Google's official ADK sample repository with multi-language agent examples (Python, TypeScript, Go, Java). Covers real-world scenarios: customer service, data analysis, financial advisor, multi-agent orchestration. Built on the Agent Development Kit, ready to run. The best starting point for learning Google's agent framework.

💡 Why Star: Google's official samples are the fastest way to learn ADK. The multi-language support is rare and valuable for polyglot teams.
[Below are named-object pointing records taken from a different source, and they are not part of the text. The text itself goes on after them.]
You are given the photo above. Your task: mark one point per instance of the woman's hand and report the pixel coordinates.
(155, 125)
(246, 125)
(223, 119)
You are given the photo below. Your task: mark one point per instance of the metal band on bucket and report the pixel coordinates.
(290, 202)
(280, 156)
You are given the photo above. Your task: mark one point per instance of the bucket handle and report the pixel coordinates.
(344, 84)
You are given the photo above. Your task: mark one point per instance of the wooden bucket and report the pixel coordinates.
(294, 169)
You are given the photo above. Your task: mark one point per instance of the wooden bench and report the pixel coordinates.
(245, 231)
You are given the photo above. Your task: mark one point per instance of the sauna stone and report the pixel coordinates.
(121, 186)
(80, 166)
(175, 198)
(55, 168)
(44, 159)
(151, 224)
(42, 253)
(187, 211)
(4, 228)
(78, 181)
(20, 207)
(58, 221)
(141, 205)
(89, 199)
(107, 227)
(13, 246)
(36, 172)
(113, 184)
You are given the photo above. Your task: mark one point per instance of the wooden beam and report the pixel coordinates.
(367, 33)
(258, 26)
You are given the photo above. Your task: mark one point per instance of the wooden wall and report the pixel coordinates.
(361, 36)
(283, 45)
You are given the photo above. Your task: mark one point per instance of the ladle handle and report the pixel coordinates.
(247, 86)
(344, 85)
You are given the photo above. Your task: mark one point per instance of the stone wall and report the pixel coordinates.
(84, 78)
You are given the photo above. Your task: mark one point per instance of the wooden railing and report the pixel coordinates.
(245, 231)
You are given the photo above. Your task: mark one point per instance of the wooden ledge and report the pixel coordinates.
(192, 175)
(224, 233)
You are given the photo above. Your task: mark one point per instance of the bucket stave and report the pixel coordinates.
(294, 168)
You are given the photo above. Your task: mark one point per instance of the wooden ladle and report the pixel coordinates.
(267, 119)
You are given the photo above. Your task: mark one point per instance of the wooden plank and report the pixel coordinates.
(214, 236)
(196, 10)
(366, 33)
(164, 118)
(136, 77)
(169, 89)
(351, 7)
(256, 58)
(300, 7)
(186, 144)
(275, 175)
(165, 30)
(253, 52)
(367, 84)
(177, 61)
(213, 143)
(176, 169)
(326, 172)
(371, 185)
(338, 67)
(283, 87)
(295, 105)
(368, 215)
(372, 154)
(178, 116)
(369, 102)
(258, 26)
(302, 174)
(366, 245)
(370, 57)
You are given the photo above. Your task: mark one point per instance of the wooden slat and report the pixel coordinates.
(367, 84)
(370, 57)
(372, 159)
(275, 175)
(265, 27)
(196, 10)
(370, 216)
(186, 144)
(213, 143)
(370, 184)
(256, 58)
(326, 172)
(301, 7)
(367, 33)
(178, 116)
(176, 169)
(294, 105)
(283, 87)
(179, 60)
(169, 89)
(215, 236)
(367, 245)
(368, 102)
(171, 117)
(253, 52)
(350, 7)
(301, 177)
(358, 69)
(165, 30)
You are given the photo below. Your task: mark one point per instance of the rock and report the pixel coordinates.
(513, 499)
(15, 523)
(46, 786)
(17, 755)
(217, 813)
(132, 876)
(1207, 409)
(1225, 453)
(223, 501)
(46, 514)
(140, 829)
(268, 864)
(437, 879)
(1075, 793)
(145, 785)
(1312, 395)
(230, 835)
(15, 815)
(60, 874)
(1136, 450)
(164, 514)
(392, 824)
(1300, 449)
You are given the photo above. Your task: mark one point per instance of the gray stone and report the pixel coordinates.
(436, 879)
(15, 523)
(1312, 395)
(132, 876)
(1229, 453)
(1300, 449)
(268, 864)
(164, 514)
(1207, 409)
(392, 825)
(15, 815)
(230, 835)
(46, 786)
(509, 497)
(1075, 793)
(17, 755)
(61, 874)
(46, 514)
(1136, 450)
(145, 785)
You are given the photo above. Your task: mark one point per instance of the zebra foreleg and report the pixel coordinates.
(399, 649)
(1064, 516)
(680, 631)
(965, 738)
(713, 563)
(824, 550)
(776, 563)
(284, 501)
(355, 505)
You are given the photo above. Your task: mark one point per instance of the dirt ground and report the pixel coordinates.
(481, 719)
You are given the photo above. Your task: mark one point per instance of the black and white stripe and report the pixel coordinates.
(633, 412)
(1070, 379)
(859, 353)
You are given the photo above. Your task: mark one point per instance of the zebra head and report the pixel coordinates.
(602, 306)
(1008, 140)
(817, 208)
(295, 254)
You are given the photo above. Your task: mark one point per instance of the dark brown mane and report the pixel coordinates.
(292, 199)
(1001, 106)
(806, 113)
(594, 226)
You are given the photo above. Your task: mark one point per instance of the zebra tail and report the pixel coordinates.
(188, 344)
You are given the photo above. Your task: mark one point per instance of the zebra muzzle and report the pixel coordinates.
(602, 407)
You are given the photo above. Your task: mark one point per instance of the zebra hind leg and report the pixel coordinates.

Some samples are simple, but the breadth of scenarios makes this a useful reference.

microsoft/markitdown

⭐ 124,447 | 🗣️ Python | 🏷️ LLM, DevTool, Data

A lightweight Python tool from Microsoft's AutoGen team that converts PDFs, Office docs, images, audio, and more into Markdown — designed for LLM and text analysis pipelines. Supports OCR, speech transcription, YouTube link parsing. Output preserves headings, lists, tables. Integrates with AutoGen ecosystem. Dual mode: CLI and Python API.

💡 Why Star: 124K stars says it all. This is the standard tool for document preprocessing in LLM pipelines. If you're building RAG systems, agent tools, or any text analysis pipeline, this saves you from writing format-specific parsers. The AutoGen integration is a bonus.